Kanada’da yayımlanan Royal Bank Letter’ın deyimiyle “çocuklara yönelik birçok reklamın yapıldığı” Noel, batı ülkelerinde artık dinden çok ticaretle bağlantılı. Bazıları Noel’de hâlâ kiliseye gitse de Noel şarkılarının çalındığı alışveriş merkezleri artık insanların birinci tercihi. Bu değişimin nedeni nedir? Bunun ardında yatan şey Noel’in kökeni olabilir mi? Noel nereden geldi?
Bu sorulara yanıt vermeden önce, İsa’nın doğumuyla ilgili hikâyeleri Kutsal Kitapta anlatılanlarla karşılaştıralım.
[Sayfa 4’teki çerçeve/resim]
İNCİL KAYITLARI NE DİYOR?
Matta: “İsa, Kral Herodes’in döneminde, Yahudiye’nin Beytlehem şehrinde doğdu. O doğduktan sonra Yeruşalim’e doğu memleketlerinden astrologlar geldi. ‘Yahudilerin yeni doğan kralı nerede? Biz doğudayken onun yıldızını gördük ve önünde eğilmeye geldik’ dediler. Bunu duyan Kral Herodes . . . . telaşa kapıldı.” Bunun üzerine Herodes “bütün yüksek kâhinleri . . . . toplayarak onlara Mesih’in nerede doğacağını sormaya başladı.” Mesih’in ‘Beytlehem’de’ doğacağını öğrenen Kral, astrologlara şöyle dedi: “Gidin, çocuğun yerini iyice araştırın, bulunca bana da haber verin.”

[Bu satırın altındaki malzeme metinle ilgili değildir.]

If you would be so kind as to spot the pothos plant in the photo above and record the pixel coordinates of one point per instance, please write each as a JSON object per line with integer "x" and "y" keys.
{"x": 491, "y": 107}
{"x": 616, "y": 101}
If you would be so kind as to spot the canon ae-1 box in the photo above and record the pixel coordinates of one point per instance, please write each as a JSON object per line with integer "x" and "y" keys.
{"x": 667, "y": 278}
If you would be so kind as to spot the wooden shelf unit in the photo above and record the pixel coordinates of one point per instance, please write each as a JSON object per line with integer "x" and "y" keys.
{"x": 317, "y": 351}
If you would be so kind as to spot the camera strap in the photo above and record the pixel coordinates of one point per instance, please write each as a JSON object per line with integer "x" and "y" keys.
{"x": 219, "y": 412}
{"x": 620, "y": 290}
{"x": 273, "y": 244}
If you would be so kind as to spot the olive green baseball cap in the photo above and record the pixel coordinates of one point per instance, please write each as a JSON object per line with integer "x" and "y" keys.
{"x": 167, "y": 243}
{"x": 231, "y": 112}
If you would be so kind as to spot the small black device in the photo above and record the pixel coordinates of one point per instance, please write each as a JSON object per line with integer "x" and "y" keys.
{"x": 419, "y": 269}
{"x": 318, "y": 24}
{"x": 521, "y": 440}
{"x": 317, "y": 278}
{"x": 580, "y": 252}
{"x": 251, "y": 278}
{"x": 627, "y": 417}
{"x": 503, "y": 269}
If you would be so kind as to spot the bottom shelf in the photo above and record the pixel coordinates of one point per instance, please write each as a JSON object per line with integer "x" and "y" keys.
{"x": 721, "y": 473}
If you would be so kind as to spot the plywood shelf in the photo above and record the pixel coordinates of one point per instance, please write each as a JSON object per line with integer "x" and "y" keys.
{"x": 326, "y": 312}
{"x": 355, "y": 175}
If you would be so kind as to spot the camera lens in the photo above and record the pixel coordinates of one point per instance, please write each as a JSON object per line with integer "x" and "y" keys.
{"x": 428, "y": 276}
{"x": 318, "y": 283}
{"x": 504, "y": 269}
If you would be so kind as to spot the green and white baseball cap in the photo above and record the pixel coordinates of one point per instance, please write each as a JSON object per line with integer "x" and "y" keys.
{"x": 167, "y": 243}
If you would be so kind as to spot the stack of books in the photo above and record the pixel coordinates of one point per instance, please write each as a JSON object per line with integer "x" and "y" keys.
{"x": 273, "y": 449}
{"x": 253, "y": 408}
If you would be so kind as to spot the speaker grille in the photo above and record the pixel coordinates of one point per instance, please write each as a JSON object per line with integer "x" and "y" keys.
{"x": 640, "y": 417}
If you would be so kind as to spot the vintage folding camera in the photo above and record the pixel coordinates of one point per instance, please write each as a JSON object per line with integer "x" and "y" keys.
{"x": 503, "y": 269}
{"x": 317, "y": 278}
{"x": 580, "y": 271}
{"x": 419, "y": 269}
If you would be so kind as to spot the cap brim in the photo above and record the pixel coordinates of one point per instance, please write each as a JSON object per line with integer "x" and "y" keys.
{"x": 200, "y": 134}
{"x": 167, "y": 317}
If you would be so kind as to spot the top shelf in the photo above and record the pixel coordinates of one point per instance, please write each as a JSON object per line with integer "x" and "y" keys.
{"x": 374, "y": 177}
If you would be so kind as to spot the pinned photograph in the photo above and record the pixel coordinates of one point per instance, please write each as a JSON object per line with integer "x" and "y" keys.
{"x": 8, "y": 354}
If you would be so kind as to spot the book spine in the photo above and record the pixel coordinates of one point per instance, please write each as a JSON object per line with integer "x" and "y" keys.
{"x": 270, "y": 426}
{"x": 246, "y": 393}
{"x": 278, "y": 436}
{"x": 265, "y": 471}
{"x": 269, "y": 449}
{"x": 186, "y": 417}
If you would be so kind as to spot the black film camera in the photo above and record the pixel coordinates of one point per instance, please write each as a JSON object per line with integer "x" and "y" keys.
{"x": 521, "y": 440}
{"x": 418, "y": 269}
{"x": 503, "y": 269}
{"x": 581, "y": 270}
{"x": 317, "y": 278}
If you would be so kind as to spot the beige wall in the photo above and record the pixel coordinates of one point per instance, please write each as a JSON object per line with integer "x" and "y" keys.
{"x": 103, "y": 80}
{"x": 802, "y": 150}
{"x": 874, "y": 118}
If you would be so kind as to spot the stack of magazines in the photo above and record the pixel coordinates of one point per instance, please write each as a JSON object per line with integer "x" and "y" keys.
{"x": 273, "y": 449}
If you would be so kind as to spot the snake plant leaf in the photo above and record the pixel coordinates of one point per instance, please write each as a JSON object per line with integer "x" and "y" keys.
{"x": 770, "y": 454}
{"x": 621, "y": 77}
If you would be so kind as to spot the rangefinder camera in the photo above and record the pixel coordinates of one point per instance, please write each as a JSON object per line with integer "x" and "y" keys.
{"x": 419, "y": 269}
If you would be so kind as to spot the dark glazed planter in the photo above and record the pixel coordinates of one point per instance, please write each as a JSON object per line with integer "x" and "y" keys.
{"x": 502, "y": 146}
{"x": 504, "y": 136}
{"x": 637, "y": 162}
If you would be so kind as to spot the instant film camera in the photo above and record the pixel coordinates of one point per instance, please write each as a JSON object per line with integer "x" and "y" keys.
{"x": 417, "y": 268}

Adamlar “Yola çıktılar. Doğudayken görmüş oldukları yıldız da önlerinde gidiyordu; yıldız çocuğun bulunduğu yerin üzerine kadar geldi ve orada durdu. . . . . Eve girince annesi Meryem’in yanında olan küçük çocuğu gördüler.” İsa’ya getirdikleri armağanları verdikten sonra “Herodes’in yanına dönmemeleri için rüyada Tanrı’dan bir uyarı aldıklarından, memleketlerine başka bir yoldan döndüler.”

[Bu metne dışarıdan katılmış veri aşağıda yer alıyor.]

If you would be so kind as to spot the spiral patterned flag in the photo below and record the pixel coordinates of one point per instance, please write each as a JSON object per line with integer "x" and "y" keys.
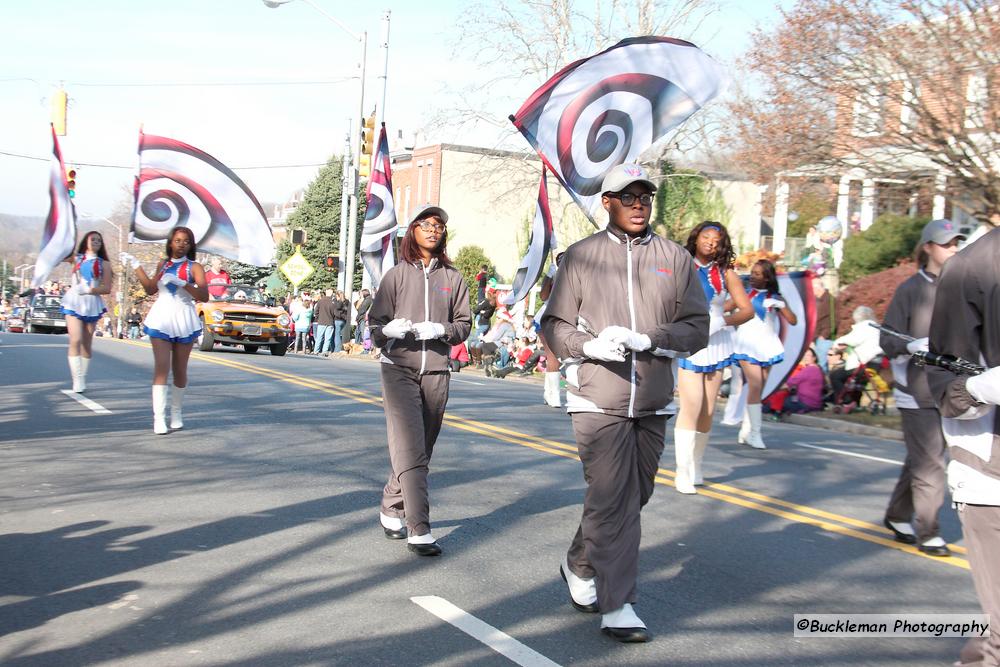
{"x": 543, "y": 239}
{"x": 180, "y": 185}
{"x": 380, "y": 215}
{"x": 59, "y": 233}
{"x": 607, "y": 109}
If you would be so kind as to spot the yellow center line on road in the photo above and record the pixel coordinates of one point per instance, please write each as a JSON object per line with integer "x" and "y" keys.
{"x": 829, "y": 521}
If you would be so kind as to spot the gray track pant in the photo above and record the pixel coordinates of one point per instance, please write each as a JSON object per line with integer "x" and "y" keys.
{"x": 620, "y": 457}
{"x": 981, "y": 528}
{"x": 414, "y": 409}
{"x": 919, "y": 493}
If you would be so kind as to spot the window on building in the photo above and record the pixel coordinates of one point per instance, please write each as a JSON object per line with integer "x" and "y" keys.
{"x": 977, "y": 98}
{"x": 907, "y": 110}
{"x": 869, "y": 108}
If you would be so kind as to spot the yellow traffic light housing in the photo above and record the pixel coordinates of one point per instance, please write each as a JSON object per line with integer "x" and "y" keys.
{"x": 71, "y": 181}
{"x": 367, "y": 146}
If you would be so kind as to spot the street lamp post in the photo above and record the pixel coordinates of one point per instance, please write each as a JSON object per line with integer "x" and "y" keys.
{"x": 345, "y": 272}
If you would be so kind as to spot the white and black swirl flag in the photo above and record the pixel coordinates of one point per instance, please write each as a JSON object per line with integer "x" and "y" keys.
{"x": 180, "y": 185}
{"x": 543, "y": 239}
{"x": 380, "y": 215}
{"x": 607, "y": 109}
{"x": 59, "y": 233}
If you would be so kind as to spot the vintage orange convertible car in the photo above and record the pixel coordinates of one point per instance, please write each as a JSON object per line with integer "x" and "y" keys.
{"x": 242, "y": 316}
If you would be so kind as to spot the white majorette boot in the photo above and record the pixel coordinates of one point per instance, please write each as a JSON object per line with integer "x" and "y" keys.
{"x": 741, "y": 437}
{"x": 84, "y": 363}
{"x": 684, "y": 444}
{"x": 74, "y": 373}
{"x": 159, "y": 409}
{"x": 623, "y": 625}
{"x": 176, "y": 408}
{"x": 551, "y": 394}
{"x": 754, "y": 439}
{"x": 700, "y": 445}
{"x": 582, "y": 592}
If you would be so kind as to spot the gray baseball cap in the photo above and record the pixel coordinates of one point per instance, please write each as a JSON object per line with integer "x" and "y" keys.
{"x": 428, "y": 210}
{"x": 942, "y": 232}
{"x": 624, "y": 175}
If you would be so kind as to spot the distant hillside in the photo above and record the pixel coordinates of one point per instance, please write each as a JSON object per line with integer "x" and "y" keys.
{"x": 19, "y": 234}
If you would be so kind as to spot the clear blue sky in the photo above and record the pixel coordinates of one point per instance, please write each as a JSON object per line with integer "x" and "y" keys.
{"x": 86, "y": 44}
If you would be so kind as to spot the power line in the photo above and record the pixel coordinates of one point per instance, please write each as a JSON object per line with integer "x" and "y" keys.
{"x": 77, "y": 163}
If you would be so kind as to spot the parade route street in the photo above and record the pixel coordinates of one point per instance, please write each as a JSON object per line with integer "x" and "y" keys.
{"x": 251, "y": 537}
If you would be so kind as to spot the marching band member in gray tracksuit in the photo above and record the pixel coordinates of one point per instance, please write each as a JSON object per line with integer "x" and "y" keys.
{"x": 919, "y": 493}
{"x": 625, "y": 301}
{"x": 420, "y": 310}
{"x": 966, "y": 323}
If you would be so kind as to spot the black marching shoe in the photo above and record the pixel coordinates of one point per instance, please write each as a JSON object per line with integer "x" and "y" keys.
{"x": 627, "y": 635}
{"x": 431, "y": 549}
{"x": 935, "y": 546}
{"x": 905, "y": 538}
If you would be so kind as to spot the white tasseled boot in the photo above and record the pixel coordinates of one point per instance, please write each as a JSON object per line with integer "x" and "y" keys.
{"x": 684, "y": 442}
{"x": 74, "y": 373}
{"x": 754, "y": 439}
{"x": 176, "y": 408}
{"x": 700, "y": 444}
{"x": 159, "y": 409}
{"x": 84, "y": 363}
{"x": 741, "y": 437}
{"x": 552, "y": 398}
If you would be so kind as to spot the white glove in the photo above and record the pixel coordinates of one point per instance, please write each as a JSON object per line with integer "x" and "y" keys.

“Onlar gittikten sonra, Yehova’nın meleği Yusuf’a rüyasında görünüp şöyle dedi: ‘Kalk, çocuğu ve annesini alıp Mısır’a kaç. . . . . ’ Bunun üzerine Yusuf kalktı, çocukla annesini alıp geceleyin Mısır’a kaçtı. . . . . Herodes, astrologların kendisini atlattığını görünce öfkeden deliye döndü. . . . . İki yaşındaki ve daha küçük erkek çocukları öldürtmek üzere tüm Beytlehem ve çevresine adamlar gönderdi” (Matta 2:1-16).

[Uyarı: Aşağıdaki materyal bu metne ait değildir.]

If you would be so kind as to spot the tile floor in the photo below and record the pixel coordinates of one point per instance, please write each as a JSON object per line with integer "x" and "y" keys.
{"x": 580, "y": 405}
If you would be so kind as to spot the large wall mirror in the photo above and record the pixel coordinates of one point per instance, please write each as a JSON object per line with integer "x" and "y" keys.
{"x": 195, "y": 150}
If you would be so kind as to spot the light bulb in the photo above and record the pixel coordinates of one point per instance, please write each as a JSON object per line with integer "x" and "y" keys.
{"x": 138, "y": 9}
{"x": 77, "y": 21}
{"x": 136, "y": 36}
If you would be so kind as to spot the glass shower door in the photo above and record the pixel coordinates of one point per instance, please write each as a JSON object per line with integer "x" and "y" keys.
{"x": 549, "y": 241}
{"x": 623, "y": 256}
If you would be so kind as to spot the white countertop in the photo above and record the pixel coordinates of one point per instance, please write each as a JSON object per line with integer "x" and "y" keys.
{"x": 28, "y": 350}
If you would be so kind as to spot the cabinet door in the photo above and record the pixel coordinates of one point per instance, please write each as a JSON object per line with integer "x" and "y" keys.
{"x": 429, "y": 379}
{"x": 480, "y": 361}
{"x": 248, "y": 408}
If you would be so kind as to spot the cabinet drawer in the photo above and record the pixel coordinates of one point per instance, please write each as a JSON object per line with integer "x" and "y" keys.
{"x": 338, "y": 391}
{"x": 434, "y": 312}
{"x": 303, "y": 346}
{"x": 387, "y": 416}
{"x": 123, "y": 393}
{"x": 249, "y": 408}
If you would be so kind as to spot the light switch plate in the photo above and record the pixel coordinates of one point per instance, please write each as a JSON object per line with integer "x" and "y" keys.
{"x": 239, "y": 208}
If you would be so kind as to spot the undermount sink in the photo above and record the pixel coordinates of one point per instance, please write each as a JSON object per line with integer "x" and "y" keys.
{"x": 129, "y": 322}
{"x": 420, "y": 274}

Luka: Yusuf “Celile’nin Nasıra şehrinden çıkıp Yahudiye’de Davut’un şehri denilen Beytlehem’e gitti. . . . . [Meryem’le] birlikte bu şehirde kaydolacaklardı. Orada bulundukları sırada . . . . [Meryem] bir oğlan doğurdu; bu ilk çocuğuydu. Onu kundağa sarıp bir yemliğe yatırdı, çünkü handa kalacak yer bulamamışlardı.”
“Aynı yörede, kırlarda kalan ve geceleri sürülerine nöbetleşe bakan çobanlar vardı. Yehova’nın meleği aniden onların yanında belirdi ve . . . . çok korktular. Melek onlara, ‘Korkmayın’ dedi, ‘İşte! Size tüm halkın yaşayacağı büyük bir sevinci müjdeliyorum. Bugün Davut’un şehrinde sizin için bir Kurtarıcı, Efendimiz Mesih doğdu.’” Bunun üzerine çobanlar “hemen yola çıktılar ve oraya gelip Meryem ile Yusuf’u ve yemlikte yatan bebeği buldular” (Luka 2:4-16).